Conventional disk drives with magnetic media organize data in concentric tracks that are spaced apart. The concept of shingled writing is a form of perpendicular magnetic recording and has been described as a way of increasing the areal density of magnetic recording. In shingle-written magnetic recording (SMR) media a region (band) of adjacent tracks are written so as to overlap one or more previously written tracks. The shingled tracks must be written in sequence unlike conventionally separated tracks, which can be written in any order. The tracks on a disk surface are organized into a plurality of shingled regions (also called I-regions).

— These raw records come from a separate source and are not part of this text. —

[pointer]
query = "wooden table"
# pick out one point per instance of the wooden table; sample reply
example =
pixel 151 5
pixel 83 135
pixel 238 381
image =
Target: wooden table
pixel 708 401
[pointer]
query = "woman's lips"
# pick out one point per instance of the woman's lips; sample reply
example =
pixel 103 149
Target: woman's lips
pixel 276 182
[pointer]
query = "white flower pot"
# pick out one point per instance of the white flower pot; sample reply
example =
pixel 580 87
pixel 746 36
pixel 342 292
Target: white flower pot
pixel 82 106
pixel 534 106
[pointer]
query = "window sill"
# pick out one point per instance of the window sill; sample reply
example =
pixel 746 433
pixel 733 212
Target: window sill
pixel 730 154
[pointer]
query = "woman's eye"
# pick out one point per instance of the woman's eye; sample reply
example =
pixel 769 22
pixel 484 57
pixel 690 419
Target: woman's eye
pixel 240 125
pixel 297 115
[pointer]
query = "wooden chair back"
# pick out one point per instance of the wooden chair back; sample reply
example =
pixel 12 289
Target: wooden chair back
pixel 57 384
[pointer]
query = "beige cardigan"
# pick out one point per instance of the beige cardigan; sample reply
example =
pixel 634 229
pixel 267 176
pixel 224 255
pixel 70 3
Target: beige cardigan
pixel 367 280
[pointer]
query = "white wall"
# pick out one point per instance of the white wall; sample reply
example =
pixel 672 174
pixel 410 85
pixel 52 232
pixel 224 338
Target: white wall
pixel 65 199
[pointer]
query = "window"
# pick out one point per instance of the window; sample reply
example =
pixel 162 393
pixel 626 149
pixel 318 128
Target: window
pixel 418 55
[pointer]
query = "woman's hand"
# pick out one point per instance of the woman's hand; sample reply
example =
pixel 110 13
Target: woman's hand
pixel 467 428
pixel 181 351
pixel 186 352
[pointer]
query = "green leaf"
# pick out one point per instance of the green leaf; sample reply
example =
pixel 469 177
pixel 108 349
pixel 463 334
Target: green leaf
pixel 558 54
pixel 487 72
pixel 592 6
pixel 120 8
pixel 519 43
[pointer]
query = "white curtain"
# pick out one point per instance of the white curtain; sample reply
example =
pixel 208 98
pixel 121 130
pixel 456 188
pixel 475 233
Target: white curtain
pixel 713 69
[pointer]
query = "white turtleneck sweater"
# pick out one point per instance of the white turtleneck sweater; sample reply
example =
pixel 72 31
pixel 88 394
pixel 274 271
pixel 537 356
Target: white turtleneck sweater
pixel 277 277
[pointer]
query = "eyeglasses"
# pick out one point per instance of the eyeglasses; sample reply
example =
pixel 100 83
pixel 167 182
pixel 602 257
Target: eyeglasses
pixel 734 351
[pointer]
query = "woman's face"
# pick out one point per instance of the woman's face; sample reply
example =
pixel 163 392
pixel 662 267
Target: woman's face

The direction of the shingled writing for a I-region can be from an inner diameter (ID) to an outer diameter (OD) or from OD to ID. The disk may also be shingled in both directions on the same surface, with the two zones meeting approximately at the mid-diameter point. The number of tracks shingled together in a region is a key performance parameter of shingled-writing. Once written in shingled structure, an individual track cannot be updated in place, because that would overwrite and destroy the data in the overlapping tracks. Shingle-written data tracks, therefore, from the user's viewpoint are sometimes thought of like append-only logs. To improve the performance of SMR drives, a portion of the magnetic media is allocated to one or more so-called “exception regions” (E-regions) which are used as staging areas for data which will ultimately be written to an I-region. The E-region is sometimes referred to as an E-cache. Since most of the data in an SMR drive is expected to be stored sequentially in I-regions, the data records that are not currently stored in the I-regions can be thought of as “exceptions” to sequential I-region storage. When randomly ordered writes are received, they are generally stored in the disk E-region in the order received.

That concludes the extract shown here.